Although Sanofi has not publicly stated their marketing strategy for Lyxumia, it wouldn’t surprise Diabetic Investor if they not only went after Victoza based on delivery systems but used price as a weapon to take away share. As well as Victoza has done its sales have been dampened as physicians know that Bydureon is coming and they would rather wait for Bydureon as they see it as an easier sale to their patients given its once-weekly dosing option.  Diabetic Investor believes that once Bydureon arrives there will still be a place for Victoza albeit as fallback position for patients who either don’t like the mixing of Bydureon or feel uncomfortable with its needle size.  Looking ahead Diabetic Investor sees Novo and Sanofi engaged in a fierce battle for the number two spot behind Bydureon.  In the end Diabetic Investor sees Bydureon playing the role of Januvia and becoming the clear leader in the category, while Victoza will play the role of Onglyza and Lyxumia becoming Tradjenta.

Given this set of dynamics it’s easy to understand why Amylin is the subject of so many takeover rumors. Will it be Sanofi, who sees the Lantus gravy train coming to an end and looks to Bydureon as the perfect replacement? Will it be GSK, also facing the patent cliff and looking for a way to re-enter the diabetes market after the Avandia disaster? Will it be Novo, who sees Victoza being regulated to second tier status, faces an uncertain regulatory path for Degludec and DegludecPlus and whose pipeline is notably weak? Or will it Takeda, also having issues of their own in diabetes and who does have a history with Amylin? And what about Pfizer (NYSE:PFE), not currently a player in diabetes but who wants to be a player given their interest in generic insulin? Or will it be someone not currently a player in diabetes who sees Bydureon as their ticket?

This is why Diabetic Investor never quite understood Lilly’s (NYSE:LLY) attitude towards Amylin.
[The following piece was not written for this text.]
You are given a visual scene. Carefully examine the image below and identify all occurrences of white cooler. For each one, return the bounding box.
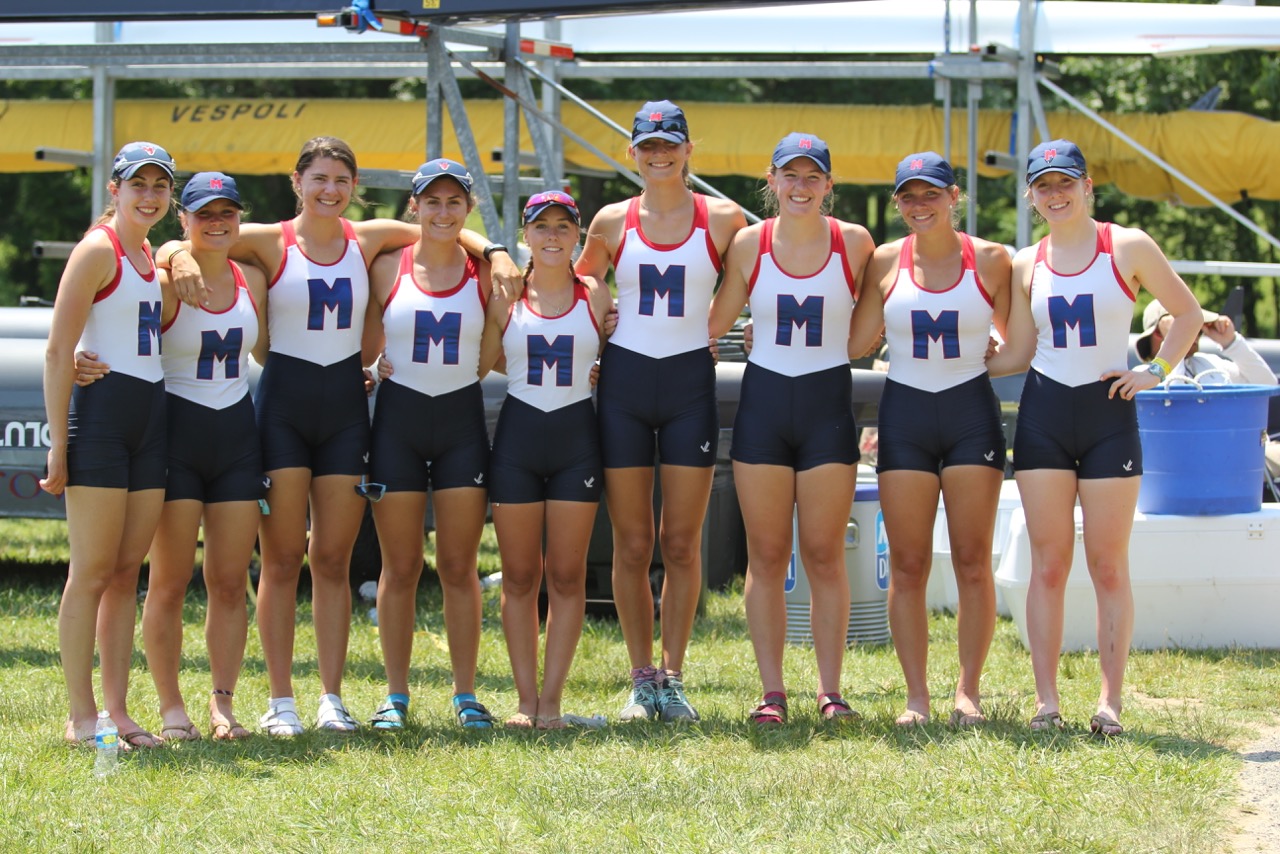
[996,504,1280,652]
[783,483,890,645]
The GLP-1 market, unlike the insulin market, is growing, not facing intense pricing pressure and has patent protection.  The harsh reality is Lilly has never understood anything in the diabetes market other than insulin.  They would rather try and protect a dying franchise with a dismal future then stray from their comfort zone.  It’s any wonder Novo has supplanted Lilly as the global leader in diabetes, Novo may have issues of their own but they clearly see what’s going on in the market and are taking steps to deal with how the market is transforming.  The same can be said for Sanofi, who may not yet be at Novo’s level, but they are gaining ground and are strongly committed to the space.

Considering where the GLP-1 market is and more importantly where it’s going the real winner here, provided they can execute, is Amylin.  While there are no guarantees for Amylin they have one very strong fact that favors their chances of success- They no longer have to worry about Lilly screwing things up. This fact alone gives Diabetic Investor and every Amylin investor reason to be optimistic.